Don’t let emotional reactions hinder leadership abilities

Harnessing emotions is essential to leadership effectiveness. When under pressure, leaders need to have their wits about them and not allow personal feelings to interfere with executive decisions. Yet studies have shown that bottled up feelings can create imbalance and cause stress.

“The key to self mastery is to develop a greater self-awareness so that you can have an objective viewpoint of your emotions,” says Linda V. Fancy, the founder of MeManagement, a company that runs leadership mastery programmes. According to Fancy, self-awareness enhances the ability to watch one-self from a disassociated perspective, much like a managing director overseeing his staff of selves. “With self-awareness, we have the power to notice the arising of feelings, and discern whether to give them our attention or not,” explains Fancy.

Science has shown us that 95% of the time we are automated in our responses to life, operating from our subconscious mind that has accumulated a lifetime of limited perception.  An impression that was derived from a childhood experience may no longer be relevant to who we are today but may still inflict emotions upon us that interfere with our professional performance.

“I provide people with models to help them see the roots of their perception,” says Fancy, “and with the use of NLP disassociation processes, they are then able to stand back from it as if witnessing their inner ‘me’s’. From that place, which I call the MetaMind, they can redirect their energy to be more effective. Where you put your thoughts is where you put – and potentially lose – your power.”
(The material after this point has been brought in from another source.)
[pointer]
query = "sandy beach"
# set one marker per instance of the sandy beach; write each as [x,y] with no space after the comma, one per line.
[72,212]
empowering employees with personal power workshops
A major player in the technology industry empowered 50 of its staff with MeManagement workshops, releasing creativity, enthusiasm and drive.

Recognition of the need for emotional management came to the forefront of organizational development in the mid 90s with the launch of Daniel Goleman’s book ‘Emotional Intelligence (EQ)’.  EQ principles provided a new way to understand and assess people’s behaviour, management styles, attitudes, interpersonal skills and potential.  Goleman estimated that the difference between a good leader and an excellent leader is attributed to EQ. Some organizations have incorporated EQ assessments into their performance reviews and provide work life balancing elements in their corporate training programmes in order to help reduce stress.  But finding a balance between busy schedules and personal time doesn’t shift the tension if pressure from the office is continually weighing down on the mind.

According to Fancy, EQ is the critical factor that determines the quality of our relationships and our ability to perform under pressure.  “Personality differences can get in the way of effective leadership and the arising of emotions can keep leaders unconsciously trapped in their own thinking, creating inflexibility. With the development of self-awareness, leaders have the ability to recognize their own mindset patterns and to understand moods, motives and behaviour in others.  This gives them the power to improve their social competency skills and enhance the quality of relationship with themselves and others.”

As an NLP practitioner, Fancy uses processes that help leaders dis-identify with inner voices of limitation, with the use of techniques to moderate or reframe thoughts. The techniques are popular, especially where quick results are required such as in an environment of crisis or pressure, because it doesn’t dwell on the causes of behaviour but seeks to enable people to shift focus so they can positively redirect their behaviour.

“The workshop adds a different dimension to corporate thinking,” says Poornima, an HR manager from a multinational organization. “The shift in thinking without attaching self to it makes a lot of difference and will help us tackle emotional outbursts and provide clarity on some of the demanding situations.”

Rather than spend weeks in coaching, the workshop attendees run through a series of exercises in a day, developing a better awareness of those “me’s” with drawing and charting exercises, and developing individual self management strategies comprised of tools and techniques to help regain and maintain balance.

“The best thing about the course is that you walk away with real tools that you can use on your own,” says Tania, a business development manager at an engineering firm.  “You’re taught simple visualization techniques, and creative methods for drawing and mapping your thoughts, emotions and perceptions.”

Another workshop participant, Christine, a former banker and now small business owner, says: “this is a very practical hands-on workshop.  It is very useful for difficult corporate situations where individuals feel stuck.  I highly recommend this programme for conflict situations.”

Fancy runs in-house corporate workshops as part of her corporate consciousness and leadership mastery programmes, and also offers regular public personal power programmes and one-on-one sessions. “It’s amazing how these simple exercises can enable people to step back and see the mindset that has held them hostage to their feelings. Self mastery is about recognizing mental processes, motivations and mindset limitations, so that leaders can focus their energy effectively, and positively influence the behaviour of others, to earn their respect.”